In a budget crunch, Bennis said academic programs are the priority, but extracurricular activities run a close second.
Bennis is also concerned the School Board handle the introduction of the new employee handbook properly. Bennis’ wife, Marcy, is a kindergarten teacher at Bryant Elementary School.
“The changes to the collective bargaining system have created significant fears among many of the union employees,” Bennis said. “These changes can be positive if managed well with good communication utilizing respect and honesty.”
Morehouse is a firefighter for the city of Duluth, but he is also a concerned parent living in Superior.
It was because of his two children, ages 4 and 7, that Morehouse decided to enter this year’s School Board race.
“In the last year, they’ve had some pretty extraordinary budget cuts that have come down from the state,” Morehouse said. “There are some pretty tough decisions that need to be made just to balance the checkbook.”
The Superior school district is likely to face another round of cuts for the 2012-13 school year, and Morehouse said he wants to ensure decisions are handled properly.
Whatever numbers are handed down from the state, Morehouse said Superior needs to provide the same level of education to its students and the same level of support of its teachers and staff.
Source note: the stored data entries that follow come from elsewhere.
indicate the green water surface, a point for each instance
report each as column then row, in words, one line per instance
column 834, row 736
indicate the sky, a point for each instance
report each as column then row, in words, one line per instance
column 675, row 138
If a lack of funding does necessitate cuts, Morehouse said the School Board should make an effort hear as many points of view as possible.
“Let’s make sure everyone who is affected is at the table,” Morehouse said. “Let’s make sure everyone has ownership.”
If elected to the School Board, Morehouse said he’d work to represent parents as a whole rather than act on his own personal concerns.
“I’m running as someone who watches the news and is concerned for our children’s education,” Morehouse said. “Our school district has been a very good district — you can look it up. I, personally, want to see that continue.”
Communication is key for Vanderstelt in his run for a seat on the Superior School Board.
Within the next few months, board members will need to vote on the contentious new employee handbook. The school district also faces another reduction in funding that could lead to difficult cuts.
“This is a time for communication,” Vanderstelt said. “I’m not running on an agenda. There’s not a single issue — I want to have a positive impact on the community.”
Vanderstelt, lead pastor at North Bay Community Church, moved to Superior in 2007. He has been involved in youth sports as an official and a coach for years and has a daughter attending Great Lakes Elementary.
“She will be a part of the school district for the next seven years before graduating, so I have a vested interest,” Vanderstelt said.
As a pastor, Vanderstelt has worked with students for two decades in a church setting, and he also has served as a crisis counselor and substitute teacher. Through his work with nonprofit organizations, he’s gained experience dealing with tight finances.
“I’ve been part of a nonprofit work for more than 20 years,” Vanderstelt said. “I’ve experienced working with a budget during those 20 years. I have experience making a budget work when there are no funds.”
The key, Vanderstelt said, is to set the correct priorities. In his opinion, the role of the School Board should be to listen to the teachers and provide them with what they need in the classroom. When teachers have support and resources needed, he said, the students benefit.